AVl should be the most classic balanced binary search tree. The definition of balance in AVl is as follows: it means that the height difference between the left and right subtrees of any node is not more than 1; The AVL name is composed of the first letters of two people;
1, Node Node class and constructor
In order to facilitate the implementation of AVLTree mapping maps, we set the generic to the form of K V key-value pairs;
Node Node classes include key, value, left and right nodes, and Node height. The node height variable is used to maintain balance;
The root node attribute represents the root node. The size attribute represents the number of elements in AVL.
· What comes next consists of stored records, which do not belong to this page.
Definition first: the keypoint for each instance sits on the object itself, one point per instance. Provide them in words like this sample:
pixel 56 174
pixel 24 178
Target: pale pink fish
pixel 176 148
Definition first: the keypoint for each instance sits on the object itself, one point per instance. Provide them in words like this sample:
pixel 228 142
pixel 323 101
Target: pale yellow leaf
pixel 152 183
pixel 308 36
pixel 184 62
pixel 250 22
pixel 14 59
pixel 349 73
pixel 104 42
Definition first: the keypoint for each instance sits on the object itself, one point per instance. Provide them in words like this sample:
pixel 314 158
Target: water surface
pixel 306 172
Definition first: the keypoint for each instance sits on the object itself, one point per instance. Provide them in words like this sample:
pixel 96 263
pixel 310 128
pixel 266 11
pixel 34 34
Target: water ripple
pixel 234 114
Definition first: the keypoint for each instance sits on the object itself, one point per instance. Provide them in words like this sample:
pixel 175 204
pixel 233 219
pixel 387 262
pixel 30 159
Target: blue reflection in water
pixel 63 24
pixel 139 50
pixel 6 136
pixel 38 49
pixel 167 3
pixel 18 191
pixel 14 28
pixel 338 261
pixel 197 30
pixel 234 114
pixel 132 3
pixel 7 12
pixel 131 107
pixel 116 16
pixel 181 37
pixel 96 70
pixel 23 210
GetSize returns the number of elements; IsEmpty returns whether AVl isEmpty;
public class AVLTree<K extends Comparable<K>, V> { private class Node{ public K key; public V value; public Node left, right; public int height; public Node(K key, V value){ this.key = key; this.value = value; left = null; right = null; height = 1; } } private Node root; private int size; public AVLTree(){ root = null; size = 0; } public int getSize(){ return size; } public boolean isEmpty(){ return size == 0; },,}Copy the code
2. Judge whether binary tree is binary search tree and balanced binary tree
The way to determine whether a binary search tree is a binary search tree is to use middle-order traversal. We know that middle-order traversal of a binary search tree is in order, so we can add elements to the ArrayList by middle-order traversal, and then compare the two adjacent elements in turn.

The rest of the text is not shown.